Almon Braswell's clemency petition wasn't on Bill Clinton's desk in those waning hours of his presidency because 36,000 citizens petitioned for his release, but it was on the desk next to the millions Braswell gave to Clinton and near the $400,000 in legal fees. Hillary knew nothing about this, it seems, and since she was running for New York State Senator, she made brother Hugh return every penny.

The president could have released thousands of nonviolent drug war prisoners who had served five years of their sentences to "time served," as requested by more than 36,000 citizens during last year's Jubilee Justice 2000 campaign organized by the November Coalition. Unlike Braswell, the great majority of convicted drug users leave no victims, but, instead, they become the victims of failed prohibition policies.

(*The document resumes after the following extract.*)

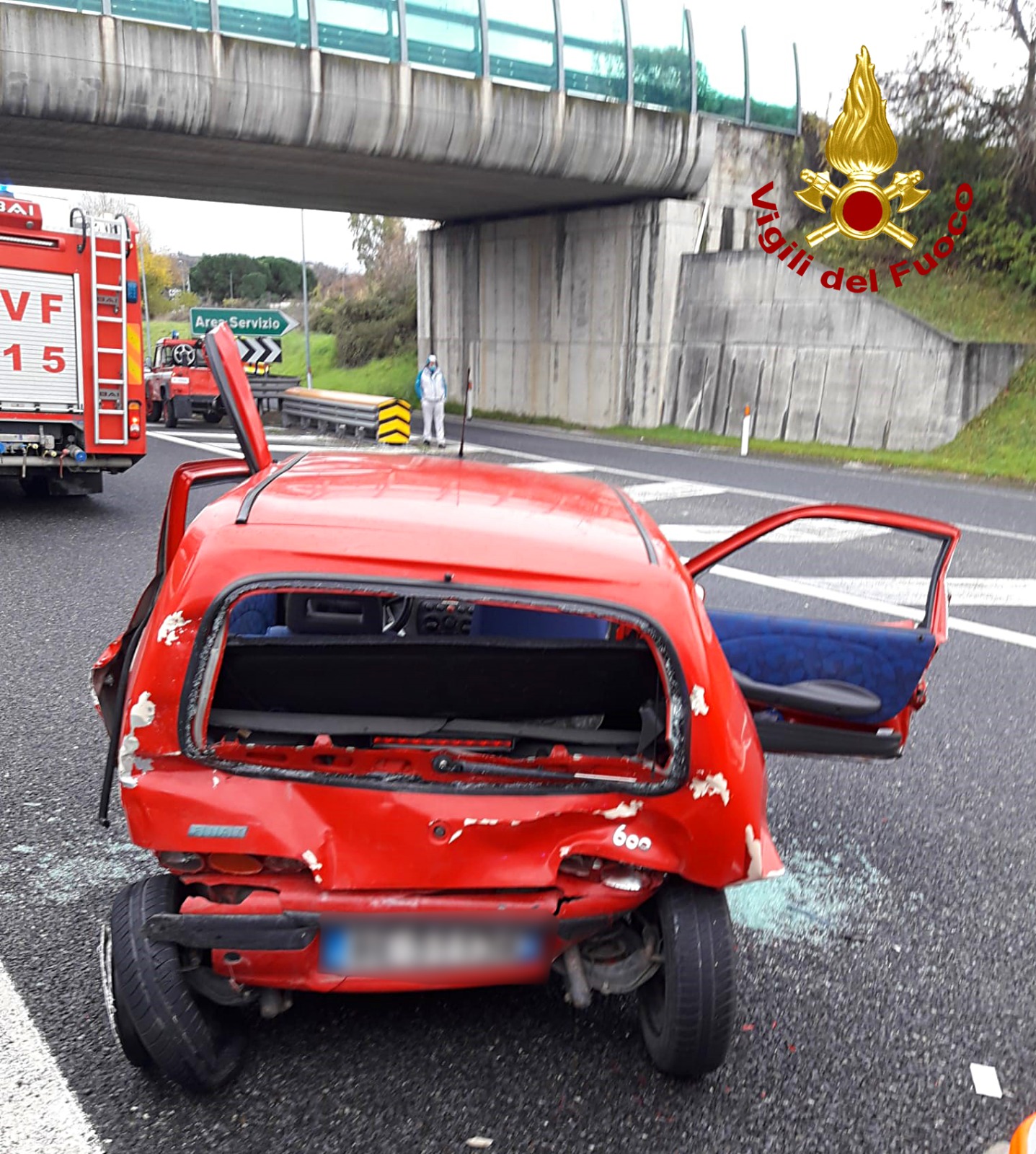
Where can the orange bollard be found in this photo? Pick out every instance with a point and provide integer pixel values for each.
(1024, 1137)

Sadly, the president was only concerned about relief for a man like Almon Braswell who, according to his former chief financial officer, Michael O'Neil, bilks about $200 million a year from victims who purchase "natural" drugs from13 different companies. In September the Senate Special Committee on Aging subpoenaed Braswell. In preceding testimony, O'Neil told Senators, "the products are flawed and laden with lies and deception" and "could not possibly deliver what is promised in the advertising,'' as reported in an Associated Press story.

Teens gain in fight against new jail

Alameda County minority youth, using creative, nonviolent tactics, have forced reductions in the size and funding of a proposed 540-bed juvenile hall. In one tense scene last Spring, the hip hop, inner-city youth stormed the Board of Supervisor's meeting-adopting protest tactics their grandparents used during the civil rights movement. One by one, sometimes shouting over board members, the teens argued that California already had too many Superjails for young people and that the money would be better spent on prevention programs.

As a result of these actions, state officials voted in May to withhold $20 million of $50 million earmarked for the project. Alameda County Supervisors have also scaled down their jail expansion plan from 540 to 420 beds. The inspired youths will return to Sacramento to further question state corrections' officials on the funding they call a "big failed government program."
Alameda County Supervisor Keith Carson said the youths convinced him that building such a large jail "was wrong. Until these kids got involved, this jail was a foregone conclusion, but no more." Organizers say the campaign shows how a generation of inner-city youths has found that it, too, can play politics.

Support for legalizing marijuana hits new high

The most recent USA Today/CNN/Gallup poll of American attitudes toward marijuana found a record 34% favored legalizing it, the highest number since pollsters began asking the question in 1969, according to several reports dated August 24.

Support for legalization had hovered around 25% for the past two decades, reported USA Today, before rising to 31% in August 2000 and 34% most recently. Legalization supporters were most likely to be in the 18-49 age group, residents of the west, and independent voters. Opposition was strongest among the elderly, weekly churchgoers and Republicans, the poll found.

"This is the highest level of support we've ever registered," said Keith Stroup of the National Organization for the Reform of Marijuana Laws. "The idea of a consensus in favor of the drug war has been demolished. That is an incredibly important point. We're spending $40 billion a year on something that flat-out is not working. Everyone understands that now."